Advice numero 1: Bring bug spray! A couple of hours crawling through the dry caves left me with mozzie bites (or something similar, I never found out) on my forehead and right underneath my eyes, plus 51 of them on one leg (yes, I counted.)
Cenote Ik-Kil. I love the dramatic effect created by plants projecting from the top all the way to the water. Feels like sanctuary. And so, so beautiful.
Ik-Kil is near Chichen Itza. If you take a tour to that ancient Mayan city, a stop at Cenote Ik-Kil mght be included. I wouldn’t advise doing it that way though, since you will likely have a very limited time to swim and explore the place, and this place requires time. It’s that cool!
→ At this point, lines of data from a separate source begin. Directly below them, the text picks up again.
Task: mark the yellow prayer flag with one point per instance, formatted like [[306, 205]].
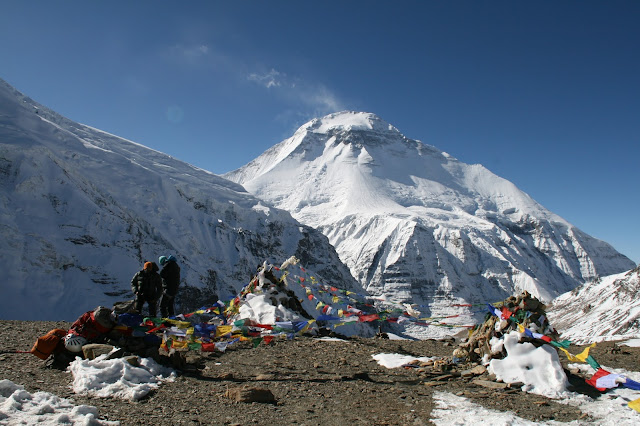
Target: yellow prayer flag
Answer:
[[585, 354], [179, 324], [635, 404], [223, 329], [179, 345], [581, 357]]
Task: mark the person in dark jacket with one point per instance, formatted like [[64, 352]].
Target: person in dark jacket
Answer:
[[170, 281], [147, 286]]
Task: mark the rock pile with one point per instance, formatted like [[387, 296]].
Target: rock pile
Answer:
[[520, 313]]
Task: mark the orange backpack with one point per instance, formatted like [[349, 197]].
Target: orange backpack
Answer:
[[48, 343]]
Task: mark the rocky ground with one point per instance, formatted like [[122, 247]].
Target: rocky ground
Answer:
[[314, 382]]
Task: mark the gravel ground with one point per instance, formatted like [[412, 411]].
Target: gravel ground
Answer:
[[314, 383]]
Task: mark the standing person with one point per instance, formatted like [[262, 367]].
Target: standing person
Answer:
[[170, 281], [147, 286]]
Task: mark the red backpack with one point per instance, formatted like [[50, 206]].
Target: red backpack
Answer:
[[49, 343]]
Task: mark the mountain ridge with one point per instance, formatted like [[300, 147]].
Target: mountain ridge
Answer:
[[83, 209], [417, 225]]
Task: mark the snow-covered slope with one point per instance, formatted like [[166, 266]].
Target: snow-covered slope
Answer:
[[416, 225], [82, 210], [603, 309]]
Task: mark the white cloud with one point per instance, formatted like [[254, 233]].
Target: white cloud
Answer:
[[268, 80], [313, 98]]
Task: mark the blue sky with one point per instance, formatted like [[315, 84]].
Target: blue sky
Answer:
[[545, 94]]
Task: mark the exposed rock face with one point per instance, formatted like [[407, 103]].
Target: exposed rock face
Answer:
[[415, 225], [82, 210]]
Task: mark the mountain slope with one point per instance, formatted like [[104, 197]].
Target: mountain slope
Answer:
[[416, 225], [82, 210]]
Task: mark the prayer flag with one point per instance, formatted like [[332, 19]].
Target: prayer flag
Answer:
[[603, 380], [635, 404]]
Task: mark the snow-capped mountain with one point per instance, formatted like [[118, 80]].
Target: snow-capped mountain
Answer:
[[604, 309], [414, 224], [83, 209]]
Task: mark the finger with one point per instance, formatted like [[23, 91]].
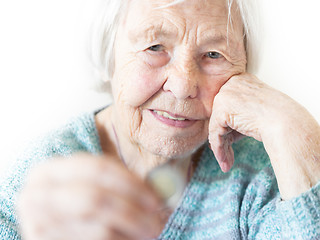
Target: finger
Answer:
[[221, 138], [122, 182], [129, 219]]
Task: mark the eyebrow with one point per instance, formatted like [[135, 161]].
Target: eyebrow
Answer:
[[152, 32], [210, 36]]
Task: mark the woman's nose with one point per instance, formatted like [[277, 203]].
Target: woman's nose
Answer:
[[182, 80]]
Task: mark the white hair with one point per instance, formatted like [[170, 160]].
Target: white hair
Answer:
[[106, 25]]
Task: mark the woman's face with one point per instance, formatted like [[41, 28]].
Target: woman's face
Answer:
[[170, 62]]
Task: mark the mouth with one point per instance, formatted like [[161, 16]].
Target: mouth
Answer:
[[172, 119]]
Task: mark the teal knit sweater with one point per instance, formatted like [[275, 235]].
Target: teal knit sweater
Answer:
[[241, 204]]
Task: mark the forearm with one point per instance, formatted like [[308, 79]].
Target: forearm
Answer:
[[295, 154]]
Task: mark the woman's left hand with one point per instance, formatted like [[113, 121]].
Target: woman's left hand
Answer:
[[291, 136]]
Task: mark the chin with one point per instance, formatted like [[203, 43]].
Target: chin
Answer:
[[170, 148]]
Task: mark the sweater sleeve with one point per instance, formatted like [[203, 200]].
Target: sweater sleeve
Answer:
[[79, 135], [298, 218]]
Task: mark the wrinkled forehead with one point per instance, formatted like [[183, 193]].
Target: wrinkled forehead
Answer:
[[214, 14]]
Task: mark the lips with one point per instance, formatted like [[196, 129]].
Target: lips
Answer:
[[172, 119]]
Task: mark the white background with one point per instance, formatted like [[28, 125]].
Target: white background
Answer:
[[46, 76]]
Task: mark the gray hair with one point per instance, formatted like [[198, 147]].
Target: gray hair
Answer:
[[106, 25]]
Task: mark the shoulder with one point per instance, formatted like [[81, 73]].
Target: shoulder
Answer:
[[78, 134]]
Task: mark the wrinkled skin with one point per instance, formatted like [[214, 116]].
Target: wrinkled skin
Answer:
[[176, 60]]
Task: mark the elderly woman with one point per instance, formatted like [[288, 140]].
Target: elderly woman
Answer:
[[178, 73]]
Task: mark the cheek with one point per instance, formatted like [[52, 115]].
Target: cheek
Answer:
[[136, 84], [210, 89]]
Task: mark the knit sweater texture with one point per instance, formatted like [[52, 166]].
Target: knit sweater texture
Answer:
[[242, 204]]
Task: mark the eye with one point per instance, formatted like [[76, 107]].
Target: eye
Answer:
[[156, 48], [213, 55]]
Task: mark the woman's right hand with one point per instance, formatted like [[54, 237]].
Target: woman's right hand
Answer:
[[87, 197]]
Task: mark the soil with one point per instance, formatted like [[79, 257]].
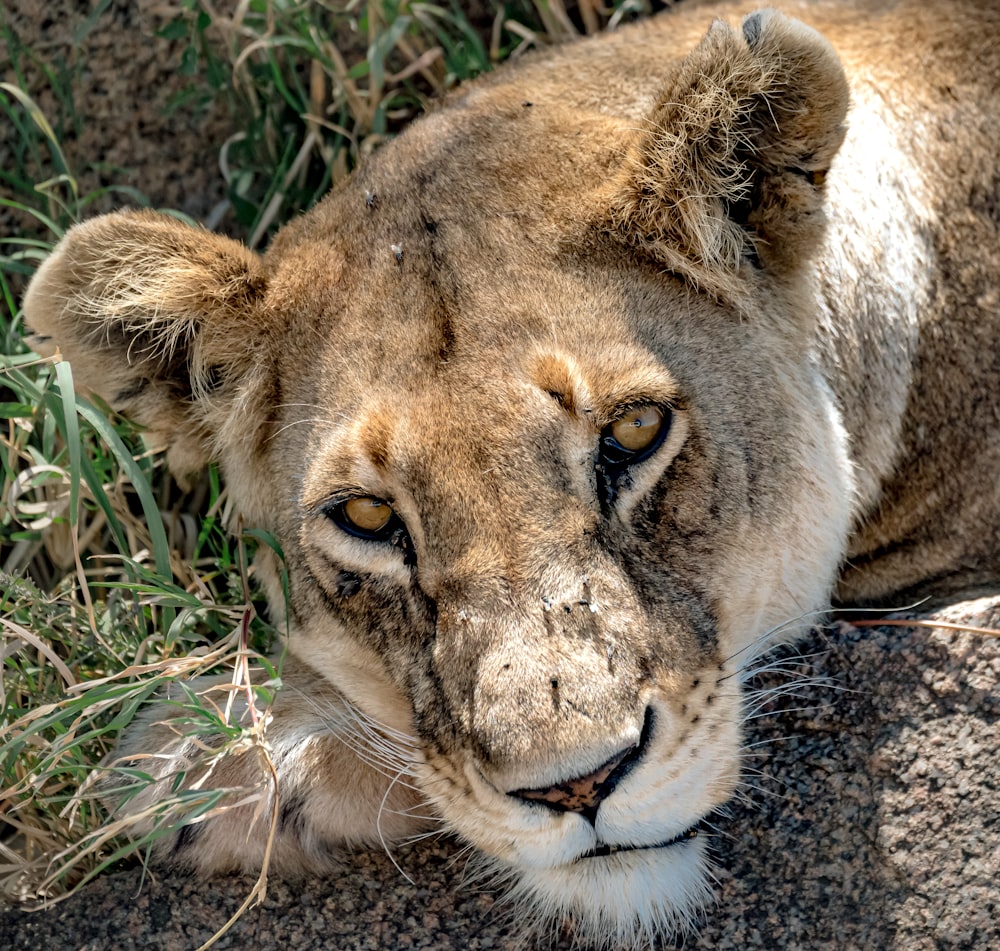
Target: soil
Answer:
[[870, 818], [869, 821]]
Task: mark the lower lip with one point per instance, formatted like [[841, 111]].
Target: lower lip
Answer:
[[604, 850]]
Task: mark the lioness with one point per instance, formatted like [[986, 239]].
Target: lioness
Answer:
[[574, 400]]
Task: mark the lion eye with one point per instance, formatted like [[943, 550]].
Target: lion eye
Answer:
[[366, 517], [635, 435]]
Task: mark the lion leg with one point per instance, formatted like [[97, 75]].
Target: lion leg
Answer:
[[320, 777]]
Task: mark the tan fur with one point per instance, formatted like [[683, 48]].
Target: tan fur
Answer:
[[796, 267]]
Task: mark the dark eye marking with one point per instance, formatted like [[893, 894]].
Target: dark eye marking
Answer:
[[634, 436], [371, 519]]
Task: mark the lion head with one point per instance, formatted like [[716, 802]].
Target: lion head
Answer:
[[531, 406]]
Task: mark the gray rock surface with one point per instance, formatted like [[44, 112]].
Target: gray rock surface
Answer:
[[870, 821]]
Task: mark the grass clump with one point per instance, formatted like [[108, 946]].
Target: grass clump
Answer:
[[114, 580]]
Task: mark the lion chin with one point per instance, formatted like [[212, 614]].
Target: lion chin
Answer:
[[577, 398]]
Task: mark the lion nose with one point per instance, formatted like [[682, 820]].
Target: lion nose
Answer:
[[585, 794]]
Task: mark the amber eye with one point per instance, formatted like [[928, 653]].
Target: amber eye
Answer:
[[365, 517], [635, 435]]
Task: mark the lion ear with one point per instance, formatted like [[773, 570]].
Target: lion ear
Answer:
[[729, 169], [163, 320]]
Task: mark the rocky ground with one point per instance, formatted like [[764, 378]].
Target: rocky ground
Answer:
[[871, 822], [871, 818]]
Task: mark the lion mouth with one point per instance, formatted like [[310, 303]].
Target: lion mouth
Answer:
[[602, 851]]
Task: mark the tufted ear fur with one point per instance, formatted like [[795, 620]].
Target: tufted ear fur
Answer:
[[730, 166], [162, 320]]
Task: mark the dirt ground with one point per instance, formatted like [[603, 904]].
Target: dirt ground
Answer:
[[871, 822], [871, 816]]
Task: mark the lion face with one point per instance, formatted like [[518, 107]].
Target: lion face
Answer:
[[549, 463]]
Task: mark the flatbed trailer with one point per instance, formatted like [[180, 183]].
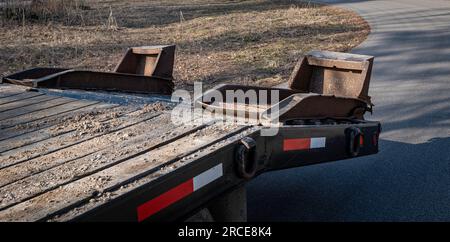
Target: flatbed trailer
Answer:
[[66, 159], [68, 155]]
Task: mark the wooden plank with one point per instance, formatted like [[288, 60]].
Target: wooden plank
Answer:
[[48, 122], [18, 97], [35, 108], [94, 119], [75, 169], [26, 102], [66, 145], [69, 195], [7, 123]]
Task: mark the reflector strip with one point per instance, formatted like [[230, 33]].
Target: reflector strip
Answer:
[[177, 193], [304, 143]]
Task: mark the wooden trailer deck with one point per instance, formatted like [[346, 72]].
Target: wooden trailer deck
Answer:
[[61, 156]]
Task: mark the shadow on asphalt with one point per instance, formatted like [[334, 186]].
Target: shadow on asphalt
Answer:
[[373, 188]]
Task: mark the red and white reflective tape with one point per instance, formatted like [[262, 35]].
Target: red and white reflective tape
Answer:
[[304, 143], [175, 194]]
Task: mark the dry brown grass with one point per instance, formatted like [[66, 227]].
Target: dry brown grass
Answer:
[[247, 42]]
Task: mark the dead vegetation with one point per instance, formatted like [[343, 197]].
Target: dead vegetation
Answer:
[[247, 42]]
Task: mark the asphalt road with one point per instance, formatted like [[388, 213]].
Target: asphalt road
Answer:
[[409, 180]]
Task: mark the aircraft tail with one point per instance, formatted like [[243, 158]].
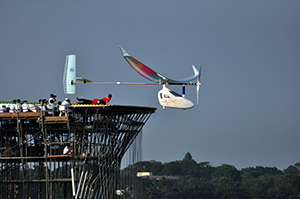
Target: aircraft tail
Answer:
[[69, 75]]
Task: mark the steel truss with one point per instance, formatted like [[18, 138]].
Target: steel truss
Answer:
[[32, 164]]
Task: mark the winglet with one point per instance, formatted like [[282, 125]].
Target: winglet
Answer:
[[125, 54], [196, 72]]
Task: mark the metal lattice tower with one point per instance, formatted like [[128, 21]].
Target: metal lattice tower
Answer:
[[31, 144]]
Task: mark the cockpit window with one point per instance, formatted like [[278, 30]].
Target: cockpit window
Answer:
[[160, 95], [175, 94]]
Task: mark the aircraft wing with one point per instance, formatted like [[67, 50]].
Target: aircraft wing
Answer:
[[151, 75]]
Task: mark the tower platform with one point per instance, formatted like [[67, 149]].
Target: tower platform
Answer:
[[32, 163]]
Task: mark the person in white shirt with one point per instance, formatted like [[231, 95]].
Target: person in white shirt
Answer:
[[12, 107], [63, 107], [67, 150], [53, 97], [25, 106], [51, 107], [3, 109], [18, 106]]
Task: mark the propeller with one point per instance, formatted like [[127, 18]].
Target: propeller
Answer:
[[198, 84]]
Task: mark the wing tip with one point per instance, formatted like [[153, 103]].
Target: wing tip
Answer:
[[125, 54]]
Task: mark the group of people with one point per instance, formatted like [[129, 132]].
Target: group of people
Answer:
[[16, 106], [50, 106]]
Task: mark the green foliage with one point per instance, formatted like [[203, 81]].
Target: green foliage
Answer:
[[201, 180]]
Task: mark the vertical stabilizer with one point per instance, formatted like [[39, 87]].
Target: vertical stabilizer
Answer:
[[69, 74]]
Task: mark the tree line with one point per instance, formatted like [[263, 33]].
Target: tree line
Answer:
[[203, 181]]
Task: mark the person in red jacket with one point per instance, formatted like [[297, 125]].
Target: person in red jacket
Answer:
[[95, 101]]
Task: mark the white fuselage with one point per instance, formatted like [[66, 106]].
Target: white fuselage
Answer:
[[171, 99]]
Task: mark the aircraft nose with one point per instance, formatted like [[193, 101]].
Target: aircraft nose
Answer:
[[190, 104]]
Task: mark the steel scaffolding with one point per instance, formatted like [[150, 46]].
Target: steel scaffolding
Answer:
[[32, 163]]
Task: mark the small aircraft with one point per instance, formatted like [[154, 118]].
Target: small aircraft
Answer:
[[166, 97]]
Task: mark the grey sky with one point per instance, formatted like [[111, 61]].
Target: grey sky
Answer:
[[249, 112]]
The waters here at Ik-Kil were sacred, so this was one of the sacrificial spots. On a more pragmatic note, it’s many slippery steps down to the water. The cenote is 40 metres deep and with a 60-metre diametre, you’ll have enough space to play around, at least now in low season.
We’re 26 metres below ground here, with the roof wide open, and sunshine flooding in through the hanging vines. Gorgeous spot! Just go!
And hop in! Never mind that human bones have been found at the bottom.
Note: don’t hop in from above ground! If you do, a warning sign says you ‘will be taken to the authorities’, so don’t even think about it. But hop in from the jumping platforms, 3 and 6 metres high, respectively. Or climb down one of the two ladders.
Ik-Kil is near Highway 180, about 2 km from Chichen Itza, and in the other direction, 40 km from Valladolid. Again, transport options abound: your own car, busses, taxis, colectivos.
Opening hours are 0900 – 1700; early or late is best if you want to avoid the tour busses. Entrance fee is 80 pesos (4 USD/3.5 EUR), half price for children.
This cenote has very good facilities, with clean and airy changing rooms and toilets. There’s two restaurants and a few shops/snack bars. There’s even a bungalow hotel on site, if you want an evening of peace and quiet and wild jungle creatures nearby.
Lockers, life jackets and even towels can be rented for 30 pesos each (USD 1.5/1.3 EUR). There’s no shallow area, but ropes to hang on to if you need a break. Or just in general. Also, life guards are on duty – for your safety, and to make sure no one touches the oh-so-tempting hanging vines.
Bonus: A cenote… in a bar?
Smack in the middle of Clan-destino, a dive bar in Tulum, you’ll find a Mayan sinkhole, with seats surrounding it for a jungly feel. Cenote de las Vírgenes, they call it – Cenote of Virgins.
donde usted podrá saltar y recuperar la virginidad, y una vez estando adentro se dará cuenta que nada ha sucedido, pero que si se le abra refrescado la parte antes mencionada.
where you can jump in and recover your virginity, and once there, you’ll realise nothing has happened, except the aforementioned part is refreshed.
And if that isn’t naff enough for you, there’s a swing above the cenote, and a kitsch chandelier. Even naffer, there’s karaoke. Can’t sing? The house Mezcal takes care of any inhibitions.
The menu consists mainly of burgers. We didn’t try the food, but the drinks were OK. However, the cenote is the main draw. So you can come for the swimming, swinging, eating and drinking.
PS Didn’t think to bring bugspray to a bar? No worries, the waiters will bring you some.